Under Rice's order, all convoys will be accompanied by official monitors from the department's Diplomatic Security Bureau, and video cameras will be mounted in vehicles. In addition, radio communication will be recorded and, along with the videotape and electronic tracking data, will be archived so diplomats can better review Blackwater's performance.
The order marks a sharp reversal for Rice and the State Department, which for weeks has insisted it had adequate controls in place to monitor the Blackwater contractors, who accompany U.S. diplomatic officials as they travel throughout Iraq.
As recently as last week, John Negroponte, the department's second highest official and the former U.S. ambassador to Iraq, defended the embassy's oversight of Blackwater, saying the contractor operated under strict standards monitored with close supervision by State officials.
But in announcing the new measures, the department said members of a commission appointed by Rice to investigate State's oversight of Blackwater determined that the embassy should collect more information on convoys so that disputed incidents could be better examined.
Sean McCormack, the State Department spokesman, insisted the additional measures did not mean Rice thought previous oversight was inadequate, but rather that she wanted to strengthen the 'management controls' the embassy has over Blackwater.
'This is a good way to be able to protect all involved, in the case that there is an incident, that you have at the very least some objective baseline account of what went on,' McCormack said.
But U.S. officials and outside analysts said the move also was a reaction to growing international outrage that was further eroding U.S. standing in Europe and the Middle East. In those regions, the officials said, news reports about Blackwater's involvement in a Sept. 16 shooting that left at least 11 Iraqis dead have run repeatedly on local media, hindering the department's public diplomacy efforts.
The move also comes more than a week after the Pentagon ordered a crackdown on its private security contractors, leaving State as one of the last U.S. agencies to defend existing government oversight of the thousands of armed guards operating in Iraq.
Questions surrounding the department's handling of Blackwater-related shooting incidents intensified Friday as a private security contractor for the Pentagon, a company called Combat Support Associates, acknowledged it had unknowingly hired a former Blackwater contractor allegedly involved in a Christmas Eve 2006 killing of an Iraqi guard.
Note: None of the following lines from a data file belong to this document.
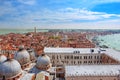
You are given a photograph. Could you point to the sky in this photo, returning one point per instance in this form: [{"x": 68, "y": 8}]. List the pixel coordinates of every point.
[{"x": 60, "y": 14}]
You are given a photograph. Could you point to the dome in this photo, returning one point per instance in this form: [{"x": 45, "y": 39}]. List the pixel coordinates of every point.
[
  {"x": 32, "y": 54},
  {"x": 43, "y": 62},
  {"x": 10, "y": 68},
  {"x": 22, "y": 56},
  {"x": 2, "y": 58}
]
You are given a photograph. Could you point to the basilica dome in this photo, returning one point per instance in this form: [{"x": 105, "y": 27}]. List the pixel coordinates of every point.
[
  {"x": 10, "y": 68},
  {"x": 22, "y": 56},
  {"x": 43, "y": 62}
]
The contractor, a onetime U.S. Army paratrooper identified as Andrew J. Moonen, allegedly shot a guard for Iraq's vice president after a party in the fortified Green Zone, according to reports gathered by congressional investigators.
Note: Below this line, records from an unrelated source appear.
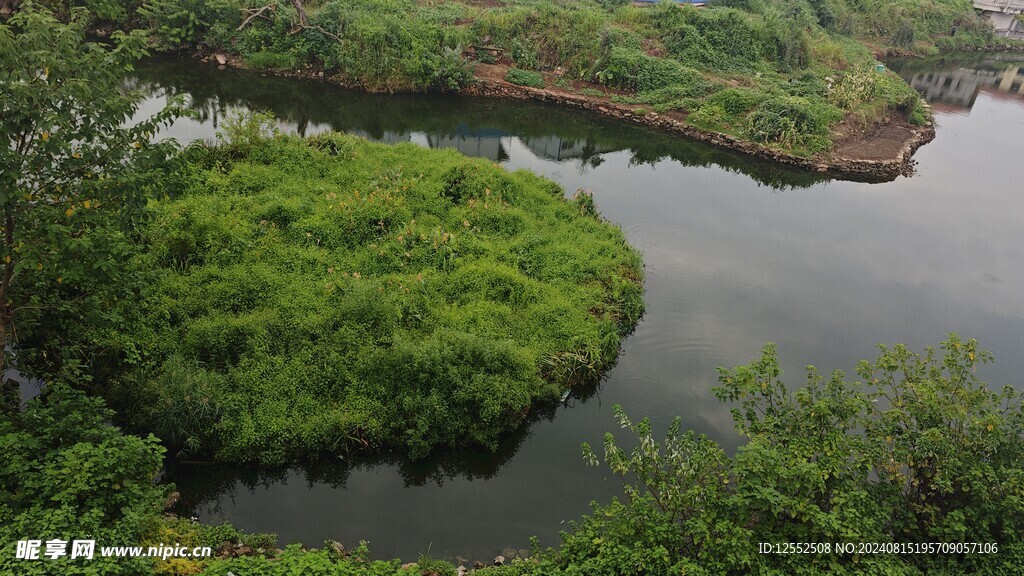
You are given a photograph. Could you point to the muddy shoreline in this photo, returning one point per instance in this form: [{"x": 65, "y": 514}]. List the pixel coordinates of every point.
[{"x": 887, "y": 168}]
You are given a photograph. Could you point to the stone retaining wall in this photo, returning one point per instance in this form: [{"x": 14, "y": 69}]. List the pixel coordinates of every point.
[{"x": 881, "y": 170}]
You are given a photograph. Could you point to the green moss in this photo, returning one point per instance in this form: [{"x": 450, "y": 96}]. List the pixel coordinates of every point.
[{"x": 328, "y": 294}]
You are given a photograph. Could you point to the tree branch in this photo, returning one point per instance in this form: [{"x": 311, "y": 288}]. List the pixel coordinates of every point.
[{"x": 254, "y": 13}]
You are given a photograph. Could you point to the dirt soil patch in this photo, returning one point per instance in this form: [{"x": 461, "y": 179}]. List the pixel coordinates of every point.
[{"x": 881, "y": 142}]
According to the investigators, Moonen was flown out of Iraq less than 36 hours after the incident, with State Department approval.
A spokesman for Combat Support Associates said the company had done the required vetting of Moonen, but that the Christmas Eve incident never appeared on his record and the State Department never informed the company that he was a suspect in the shooting. Moonen worked for Combat Support Associates from February to August of this year.